The Massachusetts PQC makes key tools available to participants, including a uniform process for identifying the eligibility of newborns for safe sleep practices, which takes into account gestational age and any medical conditions. The PQC also encourages placing cards on each crib in the NICU. One describes infant therapeutic positioning (for babies who are not yet eligible for safe sleep practices) and a second card that emphasizes the “back to sleep” method, including the absence of toys, stuffed animals and loose bedding. A regular auditing process helps the participating hospitals measure their progress and raises the bar overall, Settle says. For example, collaborative member Worcester Memorial Hospital instituted a dashboard that shows how staff are performing on safe sleep practices month-to-month.

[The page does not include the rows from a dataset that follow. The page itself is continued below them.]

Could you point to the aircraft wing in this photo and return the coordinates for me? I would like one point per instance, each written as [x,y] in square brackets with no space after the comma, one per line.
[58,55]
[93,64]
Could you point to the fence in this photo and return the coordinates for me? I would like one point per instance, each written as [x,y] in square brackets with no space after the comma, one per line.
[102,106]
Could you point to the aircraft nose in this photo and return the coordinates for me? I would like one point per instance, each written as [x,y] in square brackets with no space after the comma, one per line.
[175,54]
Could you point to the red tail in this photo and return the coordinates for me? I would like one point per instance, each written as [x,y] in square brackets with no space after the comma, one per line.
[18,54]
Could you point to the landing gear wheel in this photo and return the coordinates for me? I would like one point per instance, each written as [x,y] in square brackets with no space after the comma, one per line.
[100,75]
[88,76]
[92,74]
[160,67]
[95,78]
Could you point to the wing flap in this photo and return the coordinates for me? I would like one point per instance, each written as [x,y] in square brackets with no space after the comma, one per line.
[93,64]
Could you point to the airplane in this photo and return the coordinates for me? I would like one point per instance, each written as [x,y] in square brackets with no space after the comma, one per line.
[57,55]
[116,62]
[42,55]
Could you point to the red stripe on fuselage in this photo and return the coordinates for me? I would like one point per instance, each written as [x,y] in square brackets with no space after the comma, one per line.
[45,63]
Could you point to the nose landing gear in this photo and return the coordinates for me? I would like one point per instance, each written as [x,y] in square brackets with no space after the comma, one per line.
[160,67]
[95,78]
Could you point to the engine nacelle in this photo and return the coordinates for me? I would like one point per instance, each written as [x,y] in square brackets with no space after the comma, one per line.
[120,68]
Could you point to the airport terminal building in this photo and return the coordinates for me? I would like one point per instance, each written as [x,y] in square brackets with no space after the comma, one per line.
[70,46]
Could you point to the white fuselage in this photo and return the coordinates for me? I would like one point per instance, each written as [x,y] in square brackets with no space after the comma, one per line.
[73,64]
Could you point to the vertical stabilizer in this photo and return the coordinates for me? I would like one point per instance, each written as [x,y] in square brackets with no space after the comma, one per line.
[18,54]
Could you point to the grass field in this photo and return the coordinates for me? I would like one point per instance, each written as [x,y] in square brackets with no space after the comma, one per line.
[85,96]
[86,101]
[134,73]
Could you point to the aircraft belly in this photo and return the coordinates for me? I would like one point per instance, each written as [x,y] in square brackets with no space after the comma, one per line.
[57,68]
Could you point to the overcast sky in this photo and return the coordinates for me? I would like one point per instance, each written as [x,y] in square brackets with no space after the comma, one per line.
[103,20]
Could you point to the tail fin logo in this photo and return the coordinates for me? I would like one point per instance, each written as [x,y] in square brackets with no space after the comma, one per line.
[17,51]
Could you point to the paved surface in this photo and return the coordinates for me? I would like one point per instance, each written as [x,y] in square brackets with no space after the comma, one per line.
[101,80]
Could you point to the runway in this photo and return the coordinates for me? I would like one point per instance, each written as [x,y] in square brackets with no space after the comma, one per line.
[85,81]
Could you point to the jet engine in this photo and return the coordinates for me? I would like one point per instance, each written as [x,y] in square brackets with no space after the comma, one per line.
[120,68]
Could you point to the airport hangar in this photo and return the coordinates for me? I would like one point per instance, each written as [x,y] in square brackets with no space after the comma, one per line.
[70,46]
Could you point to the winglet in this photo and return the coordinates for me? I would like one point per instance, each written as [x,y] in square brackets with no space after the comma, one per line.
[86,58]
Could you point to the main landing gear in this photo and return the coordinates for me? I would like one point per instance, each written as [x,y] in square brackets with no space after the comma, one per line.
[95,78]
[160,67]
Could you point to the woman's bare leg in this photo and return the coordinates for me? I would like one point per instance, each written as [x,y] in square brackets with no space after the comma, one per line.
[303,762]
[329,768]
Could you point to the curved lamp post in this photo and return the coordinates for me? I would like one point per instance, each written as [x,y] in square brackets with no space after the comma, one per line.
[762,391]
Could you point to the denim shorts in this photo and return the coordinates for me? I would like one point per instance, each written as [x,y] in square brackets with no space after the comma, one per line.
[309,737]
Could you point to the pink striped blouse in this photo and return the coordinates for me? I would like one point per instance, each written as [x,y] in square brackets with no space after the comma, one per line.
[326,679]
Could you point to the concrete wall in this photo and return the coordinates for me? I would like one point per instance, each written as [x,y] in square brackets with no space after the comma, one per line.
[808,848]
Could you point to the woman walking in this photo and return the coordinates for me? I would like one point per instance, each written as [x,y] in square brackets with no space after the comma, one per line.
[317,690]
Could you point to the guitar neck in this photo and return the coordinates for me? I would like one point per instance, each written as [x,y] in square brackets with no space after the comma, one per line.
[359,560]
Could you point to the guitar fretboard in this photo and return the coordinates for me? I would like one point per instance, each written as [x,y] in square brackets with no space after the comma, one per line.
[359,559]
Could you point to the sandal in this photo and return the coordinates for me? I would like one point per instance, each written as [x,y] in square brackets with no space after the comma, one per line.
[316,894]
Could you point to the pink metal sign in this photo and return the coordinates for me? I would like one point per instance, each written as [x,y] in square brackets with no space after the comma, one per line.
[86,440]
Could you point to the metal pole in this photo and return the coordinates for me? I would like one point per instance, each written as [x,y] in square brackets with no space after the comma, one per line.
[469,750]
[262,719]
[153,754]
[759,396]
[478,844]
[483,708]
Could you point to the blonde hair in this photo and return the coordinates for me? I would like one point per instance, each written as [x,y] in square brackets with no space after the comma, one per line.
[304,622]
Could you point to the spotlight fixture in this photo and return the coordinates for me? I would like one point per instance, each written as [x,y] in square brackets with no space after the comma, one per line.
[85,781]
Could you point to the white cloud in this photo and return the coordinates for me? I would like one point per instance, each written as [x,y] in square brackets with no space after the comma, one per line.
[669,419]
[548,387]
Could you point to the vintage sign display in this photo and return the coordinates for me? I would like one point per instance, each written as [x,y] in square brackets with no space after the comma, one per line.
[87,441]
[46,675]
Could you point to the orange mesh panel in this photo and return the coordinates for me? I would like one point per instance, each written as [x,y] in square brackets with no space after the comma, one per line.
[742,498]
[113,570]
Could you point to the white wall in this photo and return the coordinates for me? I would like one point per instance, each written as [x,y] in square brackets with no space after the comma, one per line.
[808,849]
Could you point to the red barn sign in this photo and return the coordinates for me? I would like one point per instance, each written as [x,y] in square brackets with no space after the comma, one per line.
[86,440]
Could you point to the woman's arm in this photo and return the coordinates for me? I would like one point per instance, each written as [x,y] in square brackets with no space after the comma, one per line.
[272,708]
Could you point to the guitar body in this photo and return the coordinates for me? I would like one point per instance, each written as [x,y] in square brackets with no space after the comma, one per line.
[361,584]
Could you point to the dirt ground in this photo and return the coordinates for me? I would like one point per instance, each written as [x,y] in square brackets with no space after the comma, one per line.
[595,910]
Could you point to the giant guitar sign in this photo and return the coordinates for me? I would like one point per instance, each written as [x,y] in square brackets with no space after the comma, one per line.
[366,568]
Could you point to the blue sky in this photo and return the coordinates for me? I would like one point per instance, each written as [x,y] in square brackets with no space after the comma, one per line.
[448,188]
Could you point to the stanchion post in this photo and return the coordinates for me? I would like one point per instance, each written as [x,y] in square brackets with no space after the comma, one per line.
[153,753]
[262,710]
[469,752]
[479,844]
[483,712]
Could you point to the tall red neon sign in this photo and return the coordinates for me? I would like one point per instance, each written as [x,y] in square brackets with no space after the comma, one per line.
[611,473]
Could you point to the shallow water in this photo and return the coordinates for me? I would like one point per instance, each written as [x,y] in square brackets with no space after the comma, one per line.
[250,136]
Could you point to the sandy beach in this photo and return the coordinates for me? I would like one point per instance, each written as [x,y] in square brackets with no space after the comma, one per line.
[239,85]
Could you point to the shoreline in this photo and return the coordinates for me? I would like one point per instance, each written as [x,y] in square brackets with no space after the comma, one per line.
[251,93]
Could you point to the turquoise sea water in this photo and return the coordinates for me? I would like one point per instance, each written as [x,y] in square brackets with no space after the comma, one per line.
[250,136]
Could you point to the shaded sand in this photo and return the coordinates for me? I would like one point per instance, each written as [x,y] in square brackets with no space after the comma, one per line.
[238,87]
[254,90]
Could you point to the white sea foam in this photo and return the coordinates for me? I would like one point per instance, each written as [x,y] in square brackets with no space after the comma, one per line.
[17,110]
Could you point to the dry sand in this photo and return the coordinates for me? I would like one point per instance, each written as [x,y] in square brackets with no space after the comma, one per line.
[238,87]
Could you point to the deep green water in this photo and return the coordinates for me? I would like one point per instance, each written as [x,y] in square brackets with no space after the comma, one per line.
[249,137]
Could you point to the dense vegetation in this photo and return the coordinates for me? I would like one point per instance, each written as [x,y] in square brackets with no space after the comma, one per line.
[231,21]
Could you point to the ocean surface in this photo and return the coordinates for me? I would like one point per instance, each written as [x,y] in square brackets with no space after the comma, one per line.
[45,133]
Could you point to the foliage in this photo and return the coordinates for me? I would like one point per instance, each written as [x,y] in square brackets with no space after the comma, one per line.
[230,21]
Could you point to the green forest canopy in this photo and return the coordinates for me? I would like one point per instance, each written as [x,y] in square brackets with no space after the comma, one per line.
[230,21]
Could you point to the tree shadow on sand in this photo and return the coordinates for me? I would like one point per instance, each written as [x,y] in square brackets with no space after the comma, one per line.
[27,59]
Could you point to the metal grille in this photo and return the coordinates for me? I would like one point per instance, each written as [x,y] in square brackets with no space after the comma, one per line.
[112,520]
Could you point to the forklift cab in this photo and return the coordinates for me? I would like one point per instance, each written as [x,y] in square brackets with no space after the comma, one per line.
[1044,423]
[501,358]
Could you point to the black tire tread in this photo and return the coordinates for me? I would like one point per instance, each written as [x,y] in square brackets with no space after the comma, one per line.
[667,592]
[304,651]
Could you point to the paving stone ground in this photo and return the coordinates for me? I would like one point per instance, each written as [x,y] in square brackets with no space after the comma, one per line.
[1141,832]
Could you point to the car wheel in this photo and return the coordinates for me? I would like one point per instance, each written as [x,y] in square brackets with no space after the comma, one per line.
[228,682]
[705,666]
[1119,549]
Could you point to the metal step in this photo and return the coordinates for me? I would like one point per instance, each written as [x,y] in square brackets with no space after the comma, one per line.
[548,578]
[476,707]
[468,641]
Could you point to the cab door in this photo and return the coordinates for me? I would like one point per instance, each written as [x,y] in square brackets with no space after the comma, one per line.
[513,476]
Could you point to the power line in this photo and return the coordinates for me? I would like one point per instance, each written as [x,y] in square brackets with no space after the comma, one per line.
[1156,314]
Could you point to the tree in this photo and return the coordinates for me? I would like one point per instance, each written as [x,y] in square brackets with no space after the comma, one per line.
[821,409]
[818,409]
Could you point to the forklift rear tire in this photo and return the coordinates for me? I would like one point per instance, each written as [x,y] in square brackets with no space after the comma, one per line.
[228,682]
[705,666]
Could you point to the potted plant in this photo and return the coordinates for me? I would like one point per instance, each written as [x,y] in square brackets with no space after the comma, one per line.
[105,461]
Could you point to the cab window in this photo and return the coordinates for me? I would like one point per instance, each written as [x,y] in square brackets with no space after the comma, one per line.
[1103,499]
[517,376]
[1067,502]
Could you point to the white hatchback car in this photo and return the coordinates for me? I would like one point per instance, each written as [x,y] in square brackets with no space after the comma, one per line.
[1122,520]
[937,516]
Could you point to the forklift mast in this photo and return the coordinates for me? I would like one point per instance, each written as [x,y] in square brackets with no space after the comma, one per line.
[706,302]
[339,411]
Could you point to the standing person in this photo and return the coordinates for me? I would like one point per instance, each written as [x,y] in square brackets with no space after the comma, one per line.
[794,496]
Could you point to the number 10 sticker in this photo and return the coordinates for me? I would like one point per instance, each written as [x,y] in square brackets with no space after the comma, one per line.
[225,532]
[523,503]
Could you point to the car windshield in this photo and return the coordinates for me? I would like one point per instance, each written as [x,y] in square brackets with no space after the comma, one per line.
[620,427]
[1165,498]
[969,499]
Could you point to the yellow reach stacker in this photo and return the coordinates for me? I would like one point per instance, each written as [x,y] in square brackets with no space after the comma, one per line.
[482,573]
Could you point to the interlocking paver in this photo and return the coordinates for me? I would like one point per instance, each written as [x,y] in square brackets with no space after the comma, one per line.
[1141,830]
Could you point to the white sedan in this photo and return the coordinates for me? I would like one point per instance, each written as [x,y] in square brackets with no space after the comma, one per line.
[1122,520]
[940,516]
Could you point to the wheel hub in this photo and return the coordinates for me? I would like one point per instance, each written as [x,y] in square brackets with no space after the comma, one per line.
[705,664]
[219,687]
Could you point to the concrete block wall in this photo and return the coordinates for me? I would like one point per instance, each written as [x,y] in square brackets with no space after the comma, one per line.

“By creating a visual, it helps people implement practices into their work,” says Settle. “Sometimes it’s hard to integrate basic changes into your practice but by creating redundancies, we start to see results,” Settle says.

Perhaps more than anything, the PQCs and IM CoIIN encourage members to learn from each other.

“We encourage our group to share widely and steal shamelessly; it’s the mantra of quality of improvement,” Settle says. “Healthcare has traditionally been very territorial, but we can’t be shy about doing that, particularly when you are focused on changing a culture.”